Best answer: If you're in the U.S., you can contact a local or state affiliate of the National Alliance on Mental Illness -- they have a chapter for every state and over 1,200 local groups. They have a national information helpline that can help you get started. If you're in a different country, you could email the national NAMI organization and ask them if they can help you find similar organizations where you live.

I've known people from two different families and different states who got information and support through NAMI groups/contacts that they said really, really helped them deal with their relatives' mental illness. (One had paranoid schizophrenia with some behaviors like the ones you describe, the other I can't remember what the diagnosis was, but caused a lot of heartache and drama in that family too.) People they met through NAMI helped them understand things like which psychiatrists and counselors locally would be good resources for particular diagnoses, how to handle interactions with the ill person, how to get help with restraining orders and involuntary commitment if it came to that, plus support groups. They found it so helpful to be able to talk with other people who also had family members who were sadly and scarily so ill. Emotional support is a big help, but also having people who know what to do in terms of the health and legal systems is such a relief.

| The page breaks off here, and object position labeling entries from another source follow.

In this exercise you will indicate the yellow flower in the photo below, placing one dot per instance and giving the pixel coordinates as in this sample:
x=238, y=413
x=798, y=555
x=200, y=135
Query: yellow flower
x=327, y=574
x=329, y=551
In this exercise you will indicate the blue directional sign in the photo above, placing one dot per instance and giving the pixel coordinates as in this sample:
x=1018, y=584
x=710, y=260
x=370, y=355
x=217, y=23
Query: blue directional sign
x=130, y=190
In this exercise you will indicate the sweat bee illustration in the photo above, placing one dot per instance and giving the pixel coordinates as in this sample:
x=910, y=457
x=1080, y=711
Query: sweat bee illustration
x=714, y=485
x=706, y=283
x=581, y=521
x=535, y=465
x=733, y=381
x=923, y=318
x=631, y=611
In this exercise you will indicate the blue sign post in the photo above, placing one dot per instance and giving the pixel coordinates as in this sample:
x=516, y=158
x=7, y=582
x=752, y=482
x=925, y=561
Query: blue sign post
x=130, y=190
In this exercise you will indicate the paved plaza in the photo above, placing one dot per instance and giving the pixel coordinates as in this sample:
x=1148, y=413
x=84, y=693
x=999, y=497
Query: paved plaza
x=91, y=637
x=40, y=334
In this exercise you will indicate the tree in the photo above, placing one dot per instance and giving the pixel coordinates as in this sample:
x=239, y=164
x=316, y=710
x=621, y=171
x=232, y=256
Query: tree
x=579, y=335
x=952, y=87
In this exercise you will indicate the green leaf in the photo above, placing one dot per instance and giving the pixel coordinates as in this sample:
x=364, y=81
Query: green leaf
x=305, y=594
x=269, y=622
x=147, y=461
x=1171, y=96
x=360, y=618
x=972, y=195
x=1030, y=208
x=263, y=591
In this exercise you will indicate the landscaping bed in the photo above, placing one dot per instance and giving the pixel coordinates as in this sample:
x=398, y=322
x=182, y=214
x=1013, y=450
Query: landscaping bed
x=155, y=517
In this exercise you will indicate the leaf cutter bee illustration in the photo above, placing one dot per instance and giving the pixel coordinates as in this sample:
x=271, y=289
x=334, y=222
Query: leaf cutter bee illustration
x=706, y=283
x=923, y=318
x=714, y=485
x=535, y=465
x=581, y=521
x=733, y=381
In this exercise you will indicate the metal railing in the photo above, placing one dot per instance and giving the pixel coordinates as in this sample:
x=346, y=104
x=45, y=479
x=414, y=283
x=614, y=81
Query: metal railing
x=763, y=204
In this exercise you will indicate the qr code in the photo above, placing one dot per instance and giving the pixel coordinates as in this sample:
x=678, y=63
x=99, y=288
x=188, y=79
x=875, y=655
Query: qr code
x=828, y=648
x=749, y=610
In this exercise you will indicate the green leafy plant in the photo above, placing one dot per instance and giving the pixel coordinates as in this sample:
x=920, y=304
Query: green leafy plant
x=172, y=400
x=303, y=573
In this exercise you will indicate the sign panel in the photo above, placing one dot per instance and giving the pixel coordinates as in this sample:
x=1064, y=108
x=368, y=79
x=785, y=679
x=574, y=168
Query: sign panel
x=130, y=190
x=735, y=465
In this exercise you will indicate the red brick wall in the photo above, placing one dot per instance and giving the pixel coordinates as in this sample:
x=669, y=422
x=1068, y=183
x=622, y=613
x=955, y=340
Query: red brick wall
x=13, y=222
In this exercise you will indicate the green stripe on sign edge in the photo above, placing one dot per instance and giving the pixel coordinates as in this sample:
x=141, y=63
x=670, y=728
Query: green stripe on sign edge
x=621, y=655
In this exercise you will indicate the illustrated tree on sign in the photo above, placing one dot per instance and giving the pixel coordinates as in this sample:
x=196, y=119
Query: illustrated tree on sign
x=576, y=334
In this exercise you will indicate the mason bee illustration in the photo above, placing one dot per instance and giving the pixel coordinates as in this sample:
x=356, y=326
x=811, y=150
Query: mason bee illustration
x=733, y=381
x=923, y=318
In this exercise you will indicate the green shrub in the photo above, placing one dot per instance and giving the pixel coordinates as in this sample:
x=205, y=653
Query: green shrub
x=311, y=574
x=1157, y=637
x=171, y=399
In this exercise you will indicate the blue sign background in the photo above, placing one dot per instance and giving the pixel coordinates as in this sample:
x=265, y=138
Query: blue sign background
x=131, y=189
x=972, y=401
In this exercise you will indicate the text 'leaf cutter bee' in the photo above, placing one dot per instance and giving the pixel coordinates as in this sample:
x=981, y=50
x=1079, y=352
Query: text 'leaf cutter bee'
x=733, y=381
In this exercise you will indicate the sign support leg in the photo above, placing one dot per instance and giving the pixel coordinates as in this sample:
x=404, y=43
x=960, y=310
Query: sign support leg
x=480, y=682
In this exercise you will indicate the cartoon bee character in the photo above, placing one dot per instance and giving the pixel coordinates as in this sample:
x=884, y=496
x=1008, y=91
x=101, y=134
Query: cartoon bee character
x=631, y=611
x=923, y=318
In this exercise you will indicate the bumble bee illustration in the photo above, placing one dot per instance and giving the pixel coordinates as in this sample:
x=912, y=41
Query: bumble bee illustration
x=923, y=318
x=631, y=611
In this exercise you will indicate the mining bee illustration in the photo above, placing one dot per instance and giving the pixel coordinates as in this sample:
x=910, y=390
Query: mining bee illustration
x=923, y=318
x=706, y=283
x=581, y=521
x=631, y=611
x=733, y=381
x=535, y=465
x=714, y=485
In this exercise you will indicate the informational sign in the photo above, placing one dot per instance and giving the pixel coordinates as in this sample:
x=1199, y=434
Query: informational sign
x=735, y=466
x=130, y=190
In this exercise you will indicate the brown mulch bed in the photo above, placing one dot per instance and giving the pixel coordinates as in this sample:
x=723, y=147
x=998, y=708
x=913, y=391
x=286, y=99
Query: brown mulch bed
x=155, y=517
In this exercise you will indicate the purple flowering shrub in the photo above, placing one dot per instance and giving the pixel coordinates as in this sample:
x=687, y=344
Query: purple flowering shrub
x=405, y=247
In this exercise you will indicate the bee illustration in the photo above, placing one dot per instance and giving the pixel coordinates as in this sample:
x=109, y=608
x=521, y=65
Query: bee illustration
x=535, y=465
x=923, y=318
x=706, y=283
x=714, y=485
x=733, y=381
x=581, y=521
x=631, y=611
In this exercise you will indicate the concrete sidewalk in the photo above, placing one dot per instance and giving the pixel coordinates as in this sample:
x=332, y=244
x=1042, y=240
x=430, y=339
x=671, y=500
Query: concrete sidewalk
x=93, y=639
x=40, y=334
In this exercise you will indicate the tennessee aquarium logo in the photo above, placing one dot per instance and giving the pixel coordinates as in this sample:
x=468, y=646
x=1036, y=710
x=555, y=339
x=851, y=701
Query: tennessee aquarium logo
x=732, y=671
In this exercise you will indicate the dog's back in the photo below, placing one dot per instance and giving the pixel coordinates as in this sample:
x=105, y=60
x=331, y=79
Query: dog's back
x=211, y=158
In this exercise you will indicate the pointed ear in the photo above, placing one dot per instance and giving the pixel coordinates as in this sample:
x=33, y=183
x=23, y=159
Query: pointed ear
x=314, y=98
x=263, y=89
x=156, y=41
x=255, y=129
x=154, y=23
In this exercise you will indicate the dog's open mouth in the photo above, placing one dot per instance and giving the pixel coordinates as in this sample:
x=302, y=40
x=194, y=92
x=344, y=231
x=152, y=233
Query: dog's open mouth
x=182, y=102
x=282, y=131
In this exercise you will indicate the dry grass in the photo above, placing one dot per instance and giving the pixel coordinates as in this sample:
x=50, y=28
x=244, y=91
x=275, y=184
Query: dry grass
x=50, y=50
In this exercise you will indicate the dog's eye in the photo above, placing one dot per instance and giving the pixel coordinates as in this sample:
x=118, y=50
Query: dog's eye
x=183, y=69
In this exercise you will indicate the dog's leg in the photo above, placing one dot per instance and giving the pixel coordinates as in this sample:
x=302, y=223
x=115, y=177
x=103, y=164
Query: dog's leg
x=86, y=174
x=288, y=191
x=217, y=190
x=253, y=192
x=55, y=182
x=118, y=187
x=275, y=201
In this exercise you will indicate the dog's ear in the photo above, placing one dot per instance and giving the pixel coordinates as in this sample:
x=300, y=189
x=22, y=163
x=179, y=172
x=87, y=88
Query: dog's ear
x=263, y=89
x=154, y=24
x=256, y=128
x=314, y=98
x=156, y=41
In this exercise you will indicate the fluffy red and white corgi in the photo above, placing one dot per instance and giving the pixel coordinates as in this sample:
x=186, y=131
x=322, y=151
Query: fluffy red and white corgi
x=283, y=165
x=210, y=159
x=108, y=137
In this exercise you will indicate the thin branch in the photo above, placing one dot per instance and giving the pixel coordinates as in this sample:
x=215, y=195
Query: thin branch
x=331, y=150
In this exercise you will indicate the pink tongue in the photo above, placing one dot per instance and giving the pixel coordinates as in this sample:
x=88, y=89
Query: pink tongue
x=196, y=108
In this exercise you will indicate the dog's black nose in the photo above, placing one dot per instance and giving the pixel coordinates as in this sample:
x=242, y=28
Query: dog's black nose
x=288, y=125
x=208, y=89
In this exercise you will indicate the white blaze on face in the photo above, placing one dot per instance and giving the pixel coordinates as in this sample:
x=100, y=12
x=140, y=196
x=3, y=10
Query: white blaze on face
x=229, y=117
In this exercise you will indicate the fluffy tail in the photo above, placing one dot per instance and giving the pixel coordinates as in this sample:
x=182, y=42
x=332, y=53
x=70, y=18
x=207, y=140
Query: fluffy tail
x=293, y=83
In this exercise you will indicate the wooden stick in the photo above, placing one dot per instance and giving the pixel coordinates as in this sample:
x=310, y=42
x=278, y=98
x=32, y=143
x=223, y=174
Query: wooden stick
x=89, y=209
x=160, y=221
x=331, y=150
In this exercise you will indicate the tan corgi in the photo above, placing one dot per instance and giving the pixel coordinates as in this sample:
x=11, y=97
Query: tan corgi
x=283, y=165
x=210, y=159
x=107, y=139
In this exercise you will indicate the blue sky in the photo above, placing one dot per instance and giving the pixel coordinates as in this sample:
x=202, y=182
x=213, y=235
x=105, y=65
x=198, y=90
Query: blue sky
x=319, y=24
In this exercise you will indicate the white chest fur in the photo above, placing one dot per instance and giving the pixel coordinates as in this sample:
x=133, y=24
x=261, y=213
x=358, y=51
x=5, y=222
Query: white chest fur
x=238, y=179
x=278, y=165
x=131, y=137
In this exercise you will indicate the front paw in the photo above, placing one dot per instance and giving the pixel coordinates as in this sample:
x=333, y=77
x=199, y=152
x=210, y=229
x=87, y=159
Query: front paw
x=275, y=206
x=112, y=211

It looks like the NAMI site also has an online community that you can join, so that might be a helpful option to try at least initially. I just don't know anyone who has used the online NAMI forums.

Best wishes, this is a terribly difficult thing that you and your family are experiencing. As many posters said above, please do find ways to get support for yourself. Several excellent suggestions above about how you can tell friends, coworkers, HR, etc. about this situation in a way that will help you a lot and won't at all seem TMI to them. Good luck.